Changelog:

9 Oct 2023: remove section on strict consistency; add section on memory barriers; add brief discussion of typical memory models for processors/compilers
10 Oct 2023: cleanup description of compiler requirements re: synchronization guarnetees; fix a bunch of grammatical issues in memory barriers section, add mention of partial barriers + the term fence

In practice, true shared-memory concurrency (where there is only one piece of hardware that stores the bits of a particular memory location) is not very scalable. L1 caches routinely create separate copies for each core; systems with multiple CPU chips may replicate across all cache layers; supercomputers may have multiple copies of the entirety of RAM; and distributed systems, where separate computers are communicating over a network, virtually always replicate data at each computer.

Thus, we need to worry about the consistency of multiple copies. Roughly speaking, by consistent we mean

when one processor writes to an address, other processors see when they read that address.

There are many more formal definitions of consistency¹. This writeup mentions just a few of the most common.

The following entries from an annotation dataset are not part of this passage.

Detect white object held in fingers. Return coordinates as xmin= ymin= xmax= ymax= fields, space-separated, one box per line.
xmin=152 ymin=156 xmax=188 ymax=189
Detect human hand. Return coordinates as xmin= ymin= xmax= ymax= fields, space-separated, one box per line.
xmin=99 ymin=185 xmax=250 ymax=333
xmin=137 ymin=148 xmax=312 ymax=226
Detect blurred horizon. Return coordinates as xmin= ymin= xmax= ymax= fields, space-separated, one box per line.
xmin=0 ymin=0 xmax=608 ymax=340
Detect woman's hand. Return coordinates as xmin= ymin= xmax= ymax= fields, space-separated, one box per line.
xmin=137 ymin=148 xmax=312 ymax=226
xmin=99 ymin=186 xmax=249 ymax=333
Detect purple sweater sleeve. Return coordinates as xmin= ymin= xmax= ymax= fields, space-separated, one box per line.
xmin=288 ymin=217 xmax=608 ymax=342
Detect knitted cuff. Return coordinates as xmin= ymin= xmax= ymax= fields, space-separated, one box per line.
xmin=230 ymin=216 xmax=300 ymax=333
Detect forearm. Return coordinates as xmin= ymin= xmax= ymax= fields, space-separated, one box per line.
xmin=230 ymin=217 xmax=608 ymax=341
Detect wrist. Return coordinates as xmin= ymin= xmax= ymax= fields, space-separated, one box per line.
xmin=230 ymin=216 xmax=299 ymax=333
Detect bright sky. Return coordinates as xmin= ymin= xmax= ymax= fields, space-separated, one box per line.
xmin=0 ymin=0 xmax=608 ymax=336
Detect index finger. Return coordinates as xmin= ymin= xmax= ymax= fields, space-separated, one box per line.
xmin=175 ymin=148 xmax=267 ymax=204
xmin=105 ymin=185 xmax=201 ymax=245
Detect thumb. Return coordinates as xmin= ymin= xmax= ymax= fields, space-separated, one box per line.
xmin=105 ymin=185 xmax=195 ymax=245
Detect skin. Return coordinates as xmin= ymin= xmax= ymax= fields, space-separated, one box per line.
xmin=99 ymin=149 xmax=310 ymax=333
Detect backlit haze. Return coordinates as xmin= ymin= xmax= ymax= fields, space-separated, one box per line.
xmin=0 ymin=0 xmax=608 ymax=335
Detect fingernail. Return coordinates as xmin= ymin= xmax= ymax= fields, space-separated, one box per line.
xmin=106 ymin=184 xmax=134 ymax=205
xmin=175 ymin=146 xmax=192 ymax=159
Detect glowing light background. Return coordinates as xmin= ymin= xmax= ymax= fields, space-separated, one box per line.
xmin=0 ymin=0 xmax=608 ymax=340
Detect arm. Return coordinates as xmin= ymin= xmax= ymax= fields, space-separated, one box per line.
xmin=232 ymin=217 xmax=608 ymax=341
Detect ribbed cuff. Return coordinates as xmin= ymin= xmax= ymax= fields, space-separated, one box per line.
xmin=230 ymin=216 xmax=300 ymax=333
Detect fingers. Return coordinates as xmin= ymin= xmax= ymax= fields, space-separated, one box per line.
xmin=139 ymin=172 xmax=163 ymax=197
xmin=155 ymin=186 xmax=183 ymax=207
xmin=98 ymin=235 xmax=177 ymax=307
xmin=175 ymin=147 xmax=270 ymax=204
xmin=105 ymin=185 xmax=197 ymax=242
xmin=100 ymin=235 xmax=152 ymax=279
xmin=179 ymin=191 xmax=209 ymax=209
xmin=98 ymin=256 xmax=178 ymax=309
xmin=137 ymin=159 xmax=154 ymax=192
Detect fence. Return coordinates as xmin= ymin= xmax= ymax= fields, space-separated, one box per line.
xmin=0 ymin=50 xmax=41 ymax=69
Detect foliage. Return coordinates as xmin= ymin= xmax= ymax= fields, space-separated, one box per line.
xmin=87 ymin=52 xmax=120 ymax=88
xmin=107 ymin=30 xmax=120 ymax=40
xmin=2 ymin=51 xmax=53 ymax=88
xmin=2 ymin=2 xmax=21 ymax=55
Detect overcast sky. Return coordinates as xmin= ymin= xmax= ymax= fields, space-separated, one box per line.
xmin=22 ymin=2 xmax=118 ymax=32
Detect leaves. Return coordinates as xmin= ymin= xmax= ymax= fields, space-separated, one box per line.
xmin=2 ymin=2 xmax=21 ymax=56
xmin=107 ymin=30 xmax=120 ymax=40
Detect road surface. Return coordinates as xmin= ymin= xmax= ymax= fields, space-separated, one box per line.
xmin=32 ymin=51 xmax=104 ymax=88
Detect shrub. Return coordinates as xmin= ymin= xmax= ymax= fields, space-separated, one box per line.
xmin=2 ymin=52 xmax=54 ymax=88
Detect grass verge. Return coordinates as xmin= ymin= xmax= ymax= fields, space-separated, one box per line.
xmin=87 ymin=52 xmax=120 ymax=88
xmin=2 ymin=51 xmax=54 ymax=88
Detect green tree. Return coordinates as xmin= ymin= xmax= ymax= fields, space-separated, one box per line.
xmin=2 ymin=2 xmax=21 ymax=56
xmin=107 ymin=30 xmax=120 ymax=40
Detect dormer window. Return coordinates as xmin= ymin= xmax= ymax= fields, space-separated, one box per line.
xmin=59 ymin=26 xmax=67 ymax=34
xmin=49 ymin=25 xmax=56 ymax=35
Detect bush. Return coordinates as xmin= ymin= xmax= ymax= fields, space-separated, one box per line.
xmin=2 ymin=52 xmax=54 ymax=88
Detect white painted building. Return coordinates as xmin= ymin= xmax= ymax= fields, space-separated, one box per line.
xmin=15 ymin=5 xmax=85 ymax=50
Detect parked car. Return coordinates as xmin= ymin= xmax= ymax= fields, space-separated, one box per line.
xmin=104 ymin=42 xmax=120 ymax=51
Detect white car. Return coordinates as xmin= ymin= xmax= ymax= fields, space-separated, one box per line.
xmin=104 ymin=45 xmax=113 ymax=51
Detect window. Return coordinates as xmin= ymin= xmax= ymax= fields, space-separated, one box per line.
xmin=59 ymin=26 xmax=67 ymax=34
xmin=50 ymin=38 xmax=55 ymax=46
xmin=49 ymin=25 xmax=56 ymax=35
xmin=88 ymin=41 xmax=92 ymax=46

For memory accesses with multiple cores, most processors provide something in between the strong consistency model and the weak consistency model discussed below. This means that not all processors will have a fully consistent view of the values in memory — reads and writes may appear to occur in different order on different cores.

Memory consistency is also a concern for compilers. For example, when there’s a loop accessing a global variable, an optimizing compiler may want to store the global variable temporarily in a register. But this optimization prevents the value being visible to other threads while it is being changed. In contrast to most processors, compilers typical only provide relatively minimal consistency guarentees. Essentially, most compilers require code to use synchronization primitives (like locks, thread joining functions, etc.) to get any gaurentees about modifications to shared values being visible to other threads.

1 Memory Barriers

Most processors provide special instructions called memory barriers to allow a program to ensure that values are made consistently between processors. A memory barrier gaurentees that all reads and writes before memory barrier appear to occur before all operations after the memory barrier to all other processors.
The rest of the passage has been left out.